Nigeria’s manufacturing sector has struggled with infrastructure challenges and multiple taxes that have defied solutions over the years.
Added to these are constant delays and high charges at ports, which feature prominently on the list of biggest manufacturing gridlocks.
Smuggling of prohibited products and high logistics costs are also die-hard problems that refuse to go.
Contractual breaches after product supplies to government agencies as well as poor patronage are also key issues that the public sector has not been able to tackle.
Included on the list of age-old problems is lack of clear policy direction, which has bred policy somersaults and policy flip-lops, hitting sectors like textiles and steel hard.
However, gas and FX have now gained prominence as they do more harm on the manufacturing sector than good.
Manufacturers resort to alternative energy sources because of constant power outages across the country. Latest data from the Manufacturers Association of Nigeria (MAN) show power outages occurred six times daily at industrial zones between July and December 2015. Thirty to forty percent of manufacturers’ expenditure goes to alternative energy sources.
The key real sector players have resorted to the use gas because it is cheaper than the Low-Pour Fuel Oil (LPFO). However, there is gas scarcity at the moment, which has stopped operations across firms, hurting output and margins targets.
Fidson’s N9 billion plant was not able to take off many months after completion due to FX- and gas-related issues, the company told Real Sector Watch recently.
The Manufacturers Association of Nigeria (MAN) Gas Users Group said recently that Shell Petroleum would sell gas to the Nigerian Gas Company (NGC) at about nine cents, while NGC would resell to other franchisers at $2. They, however, wondered why gas franchisers sold to manufacturers at $7.38 per standard cubic metres (scm), saying that the situation had ramped up energy costs from 30 to 45 percent, while threatening to shut down prices.
Micheal Ola Adebayo, chairman of the group, said recently that apart from incessant gas price hike, the price of the product in the country ($7.65 per scm) was higher than the global price ($2. 5 per scm), lamenting negative impact of lack of natural gas on the manufacturing companies.
Apart from gas, foreign exchange woes have continued. The FX scarcity, brought about by oil price lows and un-diversification of Nigeria’s revenue bases, shut down 54 manufacturers and 222 SMEs in 12 months preceding August.
The CBN recently directed that 60 percent of FX be allotted to manufacturers, but there is no sufficient greenback anywhere to satisfy manufacturers.
“It’s good but just a scratch on the back. Dollar inflows are still not coming owing to lack of confidence in the market. The pressure from those using banned 41 items on the market may be enormous,” said Matthew Ibeabuchi, CEO, MD Services Limited.
Nigeria is currently in recession as FX woes present big woes for Africa’s once biggest economy.
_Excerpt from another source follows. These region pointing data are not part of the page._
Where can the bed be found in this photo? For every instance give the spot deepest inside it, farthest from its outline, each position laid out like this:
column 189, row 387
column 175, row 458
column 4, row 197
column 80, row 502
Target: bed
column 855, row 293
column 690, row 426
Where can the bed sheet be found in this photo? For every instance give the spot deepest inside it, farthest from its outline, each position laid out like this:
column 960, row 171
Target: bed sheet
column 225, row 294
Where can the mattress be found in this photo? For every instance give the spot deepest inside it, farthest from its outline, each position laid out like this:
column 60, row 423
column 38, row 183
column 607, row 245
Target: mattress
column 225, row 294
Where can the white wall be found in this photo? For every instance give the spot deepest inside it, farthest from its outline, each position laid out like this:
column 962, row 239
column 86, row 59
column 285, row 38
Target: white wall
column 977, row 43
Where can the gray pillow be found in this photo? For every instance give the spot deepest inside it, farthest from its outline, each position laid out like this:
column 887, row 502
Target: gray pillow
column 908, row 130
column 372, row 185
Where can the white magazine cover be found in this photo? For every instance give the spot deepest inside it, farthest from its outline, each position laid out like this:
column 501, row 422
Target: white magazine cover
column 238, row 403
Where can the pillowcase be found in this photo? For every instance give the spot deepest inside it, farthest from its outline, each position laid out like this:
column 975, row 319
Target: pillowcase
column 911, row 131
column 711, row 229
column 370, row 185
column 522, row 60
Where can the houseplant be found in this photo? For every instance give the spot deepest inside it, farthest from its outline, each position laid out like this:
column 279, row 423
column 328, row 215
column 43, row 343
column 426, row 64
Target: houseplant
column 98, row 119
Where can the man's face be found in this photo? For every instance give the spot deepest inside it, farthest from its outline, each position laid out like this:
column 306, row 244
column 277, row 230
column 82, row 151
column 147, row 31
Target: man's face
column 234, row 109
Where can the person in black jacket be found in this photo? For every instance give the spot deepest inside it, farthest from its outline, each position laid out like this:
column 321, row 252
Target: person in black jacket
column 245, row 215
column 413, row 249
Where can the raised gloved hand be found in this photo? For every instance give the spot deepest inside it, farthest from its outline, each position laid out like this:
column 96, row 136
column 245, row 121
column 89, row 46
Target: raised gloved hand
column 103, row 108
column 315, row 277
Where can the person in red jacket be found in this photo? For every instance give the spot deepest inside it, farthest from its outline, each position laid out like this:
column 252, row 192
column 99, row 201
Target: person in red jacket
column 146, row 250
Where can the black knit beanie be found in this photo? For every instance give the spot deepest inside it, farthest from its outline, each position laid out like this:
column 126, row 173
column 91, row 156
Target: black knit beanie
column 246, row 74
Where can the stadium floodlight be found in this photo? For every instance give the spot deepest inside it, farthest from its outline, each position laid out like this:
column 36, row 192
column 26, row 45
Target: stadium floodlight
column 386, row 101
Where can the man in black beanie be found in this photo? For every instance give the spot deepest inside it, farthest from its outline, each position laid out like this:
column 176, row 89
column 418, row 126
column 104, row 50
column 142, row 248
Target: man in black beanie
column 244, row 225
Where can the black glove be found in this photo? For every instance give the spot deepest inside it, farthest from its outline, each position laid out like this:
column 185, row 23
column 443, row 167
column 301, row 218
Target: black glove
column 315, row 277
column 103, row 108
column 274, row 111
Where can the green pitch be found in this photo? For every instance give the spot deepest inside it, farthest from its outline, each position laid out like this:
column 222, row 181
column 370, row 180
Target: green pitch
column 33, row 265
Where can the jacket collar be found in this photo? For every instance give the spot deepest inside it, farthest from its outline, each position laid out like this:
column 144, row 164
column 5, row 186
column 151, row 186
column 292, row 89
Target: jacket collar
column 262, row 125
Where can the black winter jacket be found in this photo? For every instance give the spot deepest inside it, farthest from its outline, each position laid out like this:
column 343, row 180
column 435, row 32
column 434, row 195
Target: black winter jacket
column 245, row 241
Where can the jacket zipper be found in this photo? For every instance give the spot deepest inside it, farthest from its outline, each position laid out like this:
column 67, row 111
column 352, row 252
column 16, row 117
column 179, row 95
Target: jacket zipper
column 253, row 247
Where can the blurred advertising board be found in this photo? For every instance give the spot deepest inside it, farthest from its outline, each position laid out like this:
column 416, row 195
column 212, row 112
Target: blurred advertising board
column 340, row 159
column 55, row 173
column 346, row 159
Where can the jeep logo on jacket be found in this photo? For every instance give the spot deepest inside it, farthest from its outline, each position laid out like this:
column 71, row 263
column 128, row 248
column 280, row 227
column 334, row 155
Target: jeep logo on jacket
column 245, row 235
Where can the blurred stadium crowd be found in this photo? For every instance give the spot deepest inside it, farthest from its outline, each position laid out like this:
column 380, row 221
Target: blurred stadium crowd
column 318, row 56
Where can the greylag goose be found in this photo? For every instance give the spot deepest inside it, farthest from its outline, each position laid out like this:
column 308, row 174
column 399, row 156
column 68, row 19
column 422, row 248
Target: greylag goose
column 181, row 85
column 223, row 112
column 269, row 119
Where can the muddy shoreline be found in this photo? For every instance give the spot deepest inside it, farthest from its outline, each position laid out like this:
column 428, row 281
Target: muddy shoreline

Manufacturers scramble for FX to buy raw materials and machinery because most of the inputs they need are not found in the country at the required quantity and quality. However, latest MAN data show up to 53 percent of inputs are still sourced locally.
Okey Akpa, chairman of pharmaceutical manufacturers in MAN, said there was a need to revive petrochemical industry to push local sourcing of drug inputs.
Another manufacturer said local raw materials were good enough, but need more ‘touching’ in the form of development.